Growth Dragons Weekly: Will Alibaba Get Regulated Again? Plus: CATL Soars, Solar Giants Unite, and CamScanner IPO
What happened in China this week:
China Inflation Rises 0.1%, Ending 4-Month Decline—But Demand Still Weak
Will Alibaba Get Regulated Again?
Top 2 Solar Giants Finally Join Forces to End Price War
World’s Largest EV Battery Maker CATL Gains 43% Since HK Debut
CamScanner Rides the AI Wave as Parent Company INTSIG Prepares for IPO
#1 China Inflation Rises 0.1%, Ending 4-Month Decline—But Demand Still Weak
China’s consumer price index (CPI) edged up 0.1% year-on-year in June, breaking a four-month streak of declines, according to the National Bureau of Statistics. The slight rebound was driven by a recovery in industrial consumer goods prices and reflects tentative signs of inflation returning amid ongoing government efforts to stimulate domestic demand.

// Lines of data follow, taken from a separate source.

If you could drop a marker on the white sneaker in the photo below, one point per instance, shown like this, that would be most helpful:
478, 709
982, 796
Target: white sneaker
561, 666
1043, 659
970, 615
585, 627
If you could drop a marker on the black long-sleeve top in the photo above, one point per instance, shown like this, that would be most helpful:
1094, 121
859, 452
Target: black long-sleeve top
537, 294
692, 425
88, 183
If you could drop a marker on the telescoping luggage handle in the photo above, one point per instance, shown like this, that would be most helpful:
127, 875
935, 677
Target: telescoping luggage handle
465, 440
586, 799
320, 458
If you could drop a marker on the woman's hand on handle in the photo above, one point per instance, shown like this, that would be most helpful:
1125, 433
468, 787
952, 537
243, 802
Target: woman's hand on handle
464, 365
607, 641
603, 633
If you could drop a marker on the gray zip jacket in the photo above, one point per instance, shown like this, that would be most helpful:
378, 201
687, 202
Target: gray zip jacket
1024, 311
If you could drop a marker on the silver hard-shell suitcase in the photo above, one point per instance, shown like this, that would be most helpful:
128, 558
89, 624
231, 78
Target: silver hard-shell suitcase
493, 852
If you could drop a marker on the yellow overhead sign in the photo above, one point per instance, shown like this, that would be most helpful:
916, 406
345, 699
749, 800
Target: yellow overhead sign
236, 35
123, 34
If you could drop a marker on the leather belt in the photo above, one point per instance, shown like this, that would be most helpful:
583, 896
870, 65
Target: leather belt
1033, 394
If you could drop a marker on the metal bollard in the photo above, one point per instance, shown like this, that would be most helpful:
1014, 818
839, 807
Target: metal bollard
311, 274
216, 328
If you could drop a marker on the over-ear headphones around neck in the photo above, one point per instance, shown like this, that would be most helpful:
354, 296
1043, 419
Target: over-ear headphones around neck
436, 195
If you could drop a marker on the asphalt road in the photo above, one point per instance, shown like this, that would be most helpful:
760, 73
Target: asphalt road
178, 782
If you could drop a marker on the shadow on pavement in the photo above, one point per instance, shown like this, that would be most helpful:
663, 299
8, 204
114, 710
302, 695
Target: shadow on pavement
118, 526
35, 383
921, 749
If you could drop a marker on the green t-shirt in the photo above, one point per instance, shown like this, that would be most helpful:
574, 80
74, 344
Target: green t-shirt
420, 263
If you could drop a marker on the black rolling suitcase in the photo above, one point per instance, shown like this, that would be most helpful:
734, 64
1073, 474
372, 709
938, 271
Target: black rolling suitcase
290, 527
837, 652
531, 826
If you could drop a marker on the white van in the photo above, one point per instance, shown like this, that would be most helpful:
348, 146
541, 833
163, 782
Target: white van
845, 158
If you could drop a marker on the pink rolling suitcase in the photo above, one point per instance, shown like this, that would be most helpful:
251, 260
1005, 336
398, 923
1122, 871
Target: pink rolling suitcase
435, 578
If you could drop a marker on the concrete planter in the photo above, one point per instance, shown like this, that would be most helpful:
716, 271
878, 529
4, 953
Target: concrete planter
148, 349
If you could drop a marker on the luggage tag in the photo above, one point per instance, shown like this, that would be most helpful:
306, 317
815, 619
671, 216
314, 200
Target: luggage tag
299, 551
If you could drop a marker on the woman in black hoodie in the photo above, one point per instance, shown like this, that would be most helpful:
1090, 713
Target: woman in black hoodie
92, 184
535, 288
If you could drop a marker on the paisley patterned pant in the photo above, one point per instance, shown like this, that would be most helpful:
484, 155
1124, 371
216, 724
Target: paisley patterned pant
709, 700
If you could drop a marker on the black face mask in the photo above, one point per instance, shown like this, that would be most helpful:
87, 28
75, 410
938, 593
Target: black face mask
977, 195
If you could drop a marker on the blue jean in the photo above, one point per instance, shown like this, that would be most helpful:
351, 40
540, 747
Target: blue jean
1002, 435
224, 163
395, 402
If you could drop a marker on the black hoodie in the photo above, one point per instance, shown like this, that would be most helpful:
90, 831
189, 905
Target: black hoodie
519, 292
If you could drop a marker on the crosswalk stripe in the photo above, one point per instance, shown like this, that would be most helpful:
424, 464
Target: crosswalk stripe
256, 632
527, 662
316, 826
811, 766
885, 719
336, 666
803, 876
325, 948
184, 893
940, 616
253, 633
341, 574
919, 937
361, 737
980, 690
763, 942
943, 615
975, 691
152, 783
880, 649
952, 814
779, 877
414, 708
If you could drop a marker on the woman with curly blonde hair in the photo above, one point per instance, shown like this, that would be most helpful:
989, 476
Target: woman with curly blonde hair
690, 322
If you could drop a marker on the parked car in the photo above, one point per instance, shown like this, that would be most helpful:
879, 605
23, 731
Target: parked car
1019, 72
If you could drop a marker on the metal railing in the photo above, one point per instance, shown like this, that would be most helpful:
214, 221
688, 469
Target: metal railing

But the broader picture remains fragile. The Producer Price Index (PPI) fell 3.6%—its steepest drop in nearly two years—highlighting continued deflationary pressures in the manufacturing sector.

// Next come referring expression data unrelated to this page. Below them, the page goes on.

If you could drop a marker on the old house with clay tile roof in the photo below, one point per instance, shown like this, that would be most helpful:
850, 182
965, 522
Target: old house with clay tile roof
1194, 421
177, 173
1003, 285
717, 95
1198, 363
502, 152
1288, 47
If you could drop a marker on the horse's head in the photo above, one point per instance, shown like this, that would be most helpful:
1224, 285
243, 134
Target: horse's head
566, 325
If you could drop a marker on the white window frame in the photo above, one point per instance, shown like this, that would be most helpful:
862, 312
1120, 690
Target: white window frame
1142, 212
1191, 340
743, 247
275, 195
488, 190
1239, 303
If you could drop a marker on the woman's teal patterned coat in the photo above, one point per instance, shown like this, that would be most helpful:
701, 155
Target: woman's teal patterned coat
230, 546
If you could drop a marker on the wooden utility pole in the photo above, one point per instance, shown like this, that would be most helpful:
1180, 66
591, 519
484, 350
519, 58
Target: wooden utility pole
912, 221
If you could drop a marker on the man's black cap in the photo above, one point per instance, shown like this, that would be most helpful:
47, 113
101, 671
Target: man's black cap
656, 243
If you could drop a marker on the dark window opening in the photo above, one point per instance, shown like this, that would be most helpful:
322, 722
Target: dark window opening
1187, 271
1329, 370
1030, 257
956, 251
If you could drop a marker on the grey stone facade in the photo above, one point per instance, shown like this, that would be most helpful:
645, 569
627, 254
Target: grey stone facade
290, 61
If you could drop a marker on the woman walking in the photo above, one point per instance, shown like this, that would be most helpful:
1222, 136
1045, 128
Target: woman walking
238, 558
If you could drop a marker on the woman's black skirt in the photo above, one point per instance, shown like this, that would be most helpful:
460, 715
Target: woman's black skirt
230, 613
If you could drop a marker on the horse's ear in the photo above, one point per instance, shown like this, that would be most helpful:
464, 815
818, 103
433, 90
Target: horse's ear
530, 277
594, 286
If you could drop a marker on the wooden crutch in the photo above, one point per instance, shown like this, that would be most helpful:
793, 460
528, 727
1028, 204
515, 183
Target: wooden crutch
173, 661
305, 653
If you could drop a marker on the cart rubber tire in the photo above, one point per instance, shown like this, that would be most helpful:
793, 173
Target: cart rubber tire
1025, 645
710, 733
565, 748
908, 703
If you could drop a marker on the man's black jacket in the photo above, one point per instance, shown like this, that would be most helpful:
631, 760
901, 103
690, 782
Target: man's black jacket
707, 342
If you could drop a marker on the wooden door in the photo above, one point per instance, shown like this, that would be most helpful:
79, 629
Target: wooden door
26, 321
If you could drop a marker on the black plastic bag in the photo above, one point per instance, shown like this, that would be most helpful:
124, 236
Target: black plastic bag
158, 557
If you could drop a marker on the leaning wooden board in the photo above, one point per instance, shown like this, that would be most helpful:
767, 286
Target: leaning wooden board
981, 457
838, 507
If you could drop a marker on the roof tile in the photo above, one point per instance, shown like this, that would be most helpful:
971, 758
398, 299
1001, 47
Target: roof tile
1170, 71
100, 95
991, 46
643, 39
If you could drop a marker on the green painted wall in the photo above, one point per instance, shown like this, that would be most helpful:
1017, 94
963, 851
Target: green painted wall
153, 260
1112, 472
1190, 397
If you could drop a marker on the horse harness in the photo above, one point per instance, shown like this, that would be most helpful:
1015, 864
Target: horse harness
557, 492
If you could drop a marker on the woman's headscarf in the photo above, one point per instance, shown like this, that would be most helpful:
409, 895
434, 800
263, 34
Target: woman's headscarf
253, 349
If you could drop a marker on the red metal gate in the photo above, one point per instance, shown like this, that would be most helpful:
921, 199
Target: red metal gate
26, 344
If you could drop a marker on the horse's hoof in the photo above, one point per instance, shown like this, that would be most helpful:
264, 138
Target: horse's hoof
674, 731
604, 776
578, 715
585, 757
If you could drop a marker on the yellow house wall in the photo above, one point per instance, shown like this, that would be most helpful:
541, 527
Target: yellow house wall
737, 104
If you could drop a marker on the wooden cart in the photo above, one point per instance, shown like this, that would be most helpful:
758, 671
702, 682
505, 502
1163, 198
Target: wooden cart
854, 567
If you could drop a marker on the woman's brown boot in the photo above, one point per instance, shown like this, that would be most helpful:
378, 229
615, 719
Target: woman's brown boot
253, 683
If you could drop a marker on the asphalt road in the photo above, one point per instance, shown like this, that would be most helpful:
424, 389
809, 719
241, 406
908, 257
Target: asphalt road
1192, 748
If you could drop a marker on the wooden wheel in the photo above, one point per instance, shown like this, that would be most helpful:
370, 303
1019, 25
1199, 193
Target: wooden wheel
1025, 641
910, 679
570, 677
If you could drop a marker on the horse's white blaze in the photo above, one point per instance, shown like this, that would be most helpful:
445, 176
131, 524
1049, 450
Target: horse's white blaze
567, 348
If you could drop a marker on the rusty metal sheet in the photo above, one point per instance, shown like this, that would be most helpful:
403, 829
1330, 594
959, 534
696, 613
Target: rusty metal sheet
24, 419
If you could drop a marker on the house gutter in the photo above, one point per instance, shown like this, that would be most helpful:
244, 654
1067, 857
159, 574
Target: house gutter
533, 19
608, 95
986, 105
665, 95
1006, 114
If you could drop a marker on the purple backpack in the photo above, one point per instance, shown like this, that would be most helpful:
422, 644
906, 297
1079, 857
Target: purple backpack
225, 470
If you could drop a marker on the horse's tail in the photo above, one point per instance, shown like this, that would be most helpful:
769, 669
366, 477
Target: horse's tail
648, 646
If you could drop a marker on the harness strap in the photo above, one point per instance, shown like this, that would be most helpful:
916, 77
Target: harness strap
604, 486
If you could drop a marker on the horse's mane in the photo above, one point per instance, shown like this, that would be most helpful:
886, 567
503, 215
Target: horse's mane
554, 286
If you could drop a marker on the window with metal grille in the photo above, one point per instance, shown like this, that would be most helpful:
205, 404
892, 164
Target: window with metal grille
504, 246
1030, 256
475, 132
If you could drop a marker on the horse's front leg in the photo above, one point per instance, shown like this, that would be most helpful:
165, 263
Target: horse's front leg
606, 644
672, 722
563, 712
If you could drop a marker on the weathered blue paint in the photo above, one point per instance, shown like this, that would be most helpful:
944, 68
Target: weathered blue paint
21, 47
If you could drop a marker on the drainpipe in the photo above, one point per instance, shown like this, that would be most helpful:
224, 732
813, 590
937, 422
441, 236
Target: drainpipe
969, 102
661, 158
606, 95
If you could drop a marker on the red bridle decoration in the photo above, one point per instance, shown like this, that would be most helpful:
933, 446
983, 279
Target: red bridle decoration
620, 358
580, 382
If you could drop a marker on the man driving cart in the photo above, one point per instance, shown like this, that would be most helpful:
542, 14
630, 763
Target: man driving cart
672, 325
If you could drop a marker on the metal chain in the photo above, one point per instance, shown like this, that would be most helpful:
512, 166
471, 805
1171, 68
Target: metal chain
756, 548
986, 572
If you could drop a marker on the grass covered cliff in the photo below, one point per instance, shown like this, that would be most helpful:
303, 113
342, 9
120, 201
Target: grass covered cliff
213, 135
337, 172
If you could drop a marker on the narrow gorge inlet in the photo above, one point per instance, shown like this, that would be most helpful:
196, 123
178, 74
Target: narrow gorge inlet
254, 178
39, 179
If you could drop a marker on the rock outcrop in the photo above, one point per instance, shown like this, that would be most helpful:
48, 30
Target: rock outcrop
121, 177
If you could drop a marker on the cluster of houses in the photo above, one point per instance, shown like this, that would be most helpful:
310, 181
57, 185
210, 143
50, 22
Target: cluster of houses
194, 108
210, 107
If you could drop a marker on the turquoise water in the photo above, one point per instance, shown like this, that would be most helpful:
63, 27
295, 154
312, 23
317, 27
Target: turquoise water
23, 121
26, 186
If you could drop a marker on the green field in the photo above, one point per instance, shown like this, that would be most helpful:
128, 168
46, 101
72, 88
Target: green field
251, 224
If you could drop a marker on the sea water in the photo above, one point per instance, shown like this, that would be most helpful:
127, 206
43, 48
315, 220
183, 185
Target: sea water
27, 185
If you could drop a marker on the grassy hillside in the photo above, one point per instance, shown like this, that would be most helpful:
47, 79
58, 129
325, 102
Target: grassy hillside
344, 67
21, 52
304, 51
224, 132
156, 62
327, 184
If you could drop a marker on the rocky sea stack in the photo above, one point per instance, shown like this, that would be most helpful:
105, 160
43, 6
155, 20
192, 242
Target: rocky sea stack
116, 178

Worsening the outlook, escalating trade tensions with the U.S. and new transshipment tariffs threaten to further weaken China’s export engine, putting even more pressure on producer prices.

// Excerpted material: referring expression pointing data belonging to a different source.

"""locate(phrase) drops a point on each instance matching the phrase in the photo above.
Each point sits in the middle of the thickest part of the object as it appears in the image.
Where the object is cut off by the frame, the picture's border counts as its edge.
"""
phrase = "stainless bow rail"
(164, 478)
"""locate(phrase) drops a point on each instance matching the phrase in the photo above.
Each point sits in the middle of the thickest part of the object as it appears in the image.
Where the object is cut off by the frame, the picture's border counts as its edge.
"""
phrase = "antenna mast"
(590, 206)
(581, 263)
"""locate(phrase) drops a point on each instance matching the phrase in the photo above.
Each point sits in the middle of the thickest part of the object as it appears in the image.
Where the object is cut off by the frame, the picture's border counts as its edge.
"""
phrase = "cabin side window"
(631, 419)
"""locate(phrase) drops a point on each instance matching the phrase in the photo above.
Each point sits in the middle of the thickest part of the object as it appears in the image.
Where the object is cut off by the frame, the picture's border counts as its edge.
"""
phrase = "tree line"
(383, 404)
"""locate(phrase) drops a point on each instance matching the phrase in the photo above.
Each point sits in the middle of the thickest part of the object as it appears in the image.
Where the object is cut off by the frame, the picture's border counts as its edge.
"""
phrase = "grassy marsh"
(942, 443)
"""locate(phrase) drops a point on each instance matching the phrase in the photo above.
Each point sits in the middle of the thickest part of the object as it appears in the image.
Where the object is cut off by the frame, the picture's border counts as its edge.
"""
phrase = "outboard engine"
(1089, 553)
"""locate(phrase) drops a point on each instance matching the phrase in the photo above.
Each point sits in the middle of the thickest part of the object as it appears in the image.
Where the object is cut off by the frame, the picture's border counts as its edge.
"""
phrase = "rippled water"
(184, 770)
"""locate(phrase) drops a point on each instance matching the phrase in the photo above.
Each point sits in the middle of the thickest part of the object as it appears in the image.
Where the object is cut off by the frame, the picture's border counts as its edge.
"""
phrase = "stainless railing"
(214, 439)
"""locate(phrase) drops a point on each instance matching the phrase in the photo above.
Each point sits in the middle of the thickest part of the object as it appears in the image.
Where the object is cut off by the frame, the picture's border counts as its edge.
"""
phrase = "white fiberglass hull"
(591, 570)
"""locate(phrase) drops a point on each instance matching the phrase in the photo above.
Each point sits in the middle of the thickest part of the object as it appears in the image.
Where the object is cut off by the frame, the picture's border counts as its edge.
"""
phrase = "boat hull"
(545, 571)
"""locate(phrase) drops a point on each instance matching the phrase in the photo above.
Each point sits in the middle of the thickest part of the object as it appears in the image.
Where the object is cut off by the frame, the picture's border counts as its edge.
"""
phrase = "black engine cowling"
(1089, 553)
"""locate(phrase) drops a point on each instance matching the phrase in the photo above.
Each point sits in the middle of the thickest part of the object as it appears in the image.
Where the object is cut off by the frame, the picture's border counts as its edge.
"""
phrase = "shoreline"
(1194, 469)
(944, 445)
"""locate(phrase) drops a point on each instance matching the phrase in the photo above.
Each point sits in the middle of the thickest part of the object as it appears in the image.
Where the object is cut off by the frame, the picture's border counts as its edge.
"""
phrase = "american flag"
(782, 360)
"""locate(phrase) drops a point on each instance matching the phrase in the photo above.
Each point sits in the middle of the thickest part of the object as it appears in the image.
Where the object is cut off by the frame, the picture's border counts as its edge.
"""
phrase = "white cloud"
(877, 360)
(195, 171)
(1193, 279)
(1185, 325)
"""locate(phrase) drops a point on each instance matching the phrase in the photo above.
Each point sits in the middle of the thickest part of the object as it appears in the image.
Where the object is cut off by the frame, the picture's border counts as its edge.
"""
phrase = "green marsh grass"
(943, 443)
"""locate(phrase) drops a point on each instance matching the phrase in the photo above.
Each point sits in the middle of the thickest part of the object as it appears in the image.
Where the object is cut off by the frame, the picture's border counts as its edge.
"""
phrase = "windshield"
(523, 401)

At no point in recent history has China faced such urgency to build a self-sustaining domestic economy. With exports becoming an increasingly unreliable growth driver—especially under the shadow of Trump-style trade policies—China must now rely on internal consumption. Yet domestic demand remains weak.
The bottom line: China’s economic growth is likely to remain subdued. But remember, the stock market isn’t the economy. Stocks are forward-looking. The brutal performance of Chinese equities over the past three years may have already priced in much of this pessimism. In fact, the rebound in Chinese stocks over the past year could be a leading signal that the economy might finally be stabilizing—if not improving—but perhaps only starting in 2026.